With the advancement of deep learning technologies, specialized neural processing hardware such as Brain Processing Units (BPUs) have emerged as dedicated platforms for CNN acceleration, offering optimized INT8 computation capabilities for convolutional operations. Meanwhile, Vision Transformer (ViT) models, such as the Data-efficient Image Transformer (DeiT), have demonstrated superior performance and play increasingly crucial roles in computer vision tasks. However, due to the architectural mismatch between CNN-optimized hardware and Vision Transformer computation characteristics--namely, that linear layers in Transformers operate on three-dimensional data while BPU acceleration is designed for four-dimensional convolution operations-it is difficult or even impossible to leverage BPU's advantages when deploying Vision Transformers.
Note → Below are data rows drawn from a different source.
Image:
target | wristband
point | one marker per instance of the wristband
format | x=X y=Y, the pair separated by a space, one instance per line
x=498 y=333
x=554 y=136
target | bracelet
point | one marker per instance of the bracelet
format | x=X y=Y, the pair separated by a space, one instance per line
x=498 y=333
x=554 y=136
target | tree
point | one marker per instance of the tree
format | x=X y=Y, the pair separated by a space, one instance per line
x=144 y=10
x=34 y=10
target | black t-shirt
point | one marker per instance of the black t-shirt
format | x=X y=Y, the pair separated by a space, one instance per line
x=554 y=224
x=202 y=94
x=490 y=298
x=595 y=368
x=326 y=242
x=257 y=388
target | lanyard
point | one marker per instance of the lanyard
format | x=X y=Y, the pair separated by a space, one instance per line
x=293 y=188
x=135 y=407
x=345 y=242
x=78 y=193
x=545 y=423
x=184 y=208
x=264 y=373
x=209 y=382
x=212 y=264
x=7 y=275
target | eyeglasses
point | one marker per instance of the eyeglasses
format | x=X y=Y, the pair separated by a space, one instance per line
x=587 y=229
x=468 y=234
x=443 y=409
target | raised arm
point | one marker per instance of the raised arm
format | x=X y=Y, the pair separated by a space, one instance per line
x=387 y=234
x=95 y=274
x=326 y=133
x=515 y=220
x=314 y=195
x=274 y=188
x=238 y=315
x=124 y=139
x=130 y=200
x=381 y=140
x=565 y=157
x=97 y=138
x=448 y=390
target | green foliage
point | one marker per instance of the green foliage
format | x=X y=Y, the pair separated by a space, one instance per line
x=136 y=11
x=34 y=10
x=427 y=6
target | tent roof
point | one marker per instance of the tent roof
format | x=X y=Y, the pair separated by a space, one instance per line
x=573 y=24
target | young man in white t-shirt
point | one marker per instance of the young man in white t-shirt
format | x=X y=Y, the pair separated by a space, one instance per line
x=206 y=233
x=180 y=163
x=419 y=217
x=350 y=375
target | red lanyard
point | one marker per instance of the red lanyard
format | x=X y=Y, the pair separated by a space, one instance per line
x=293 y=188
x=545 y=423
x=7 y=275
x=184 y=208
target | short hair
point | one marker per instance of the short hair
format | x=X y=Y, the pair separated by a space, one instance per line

To address this challenge, we propose a novel approach that restructures the Vision Transformer by replacing linear layers and layer normalization operations with carefully designed convolutional operators. This enables DeiT to fully utilize the acceleration capabilities of BPUs, while allowing the original weight parameters to be inherited by the restructured models without retraining or fine-tuning. To the best of our knowledge, this is the first successful deployment of Vision Transformers that fully leverages BPU classification datasets demonstrate the effectiveness of our approach. Specifically, the quantized DeiT-Base model achieves 80.4% accuracy on ImageNet, compared to the original 81.8%, while obtaining up to a 3.8* inference speedup. Our finetuned DeiT model on the flower classification dataset also achieves excellent performance, with only a 0.5% accuracy drop for the DeiT-Base model, further demonstrating the effectiveness of our method.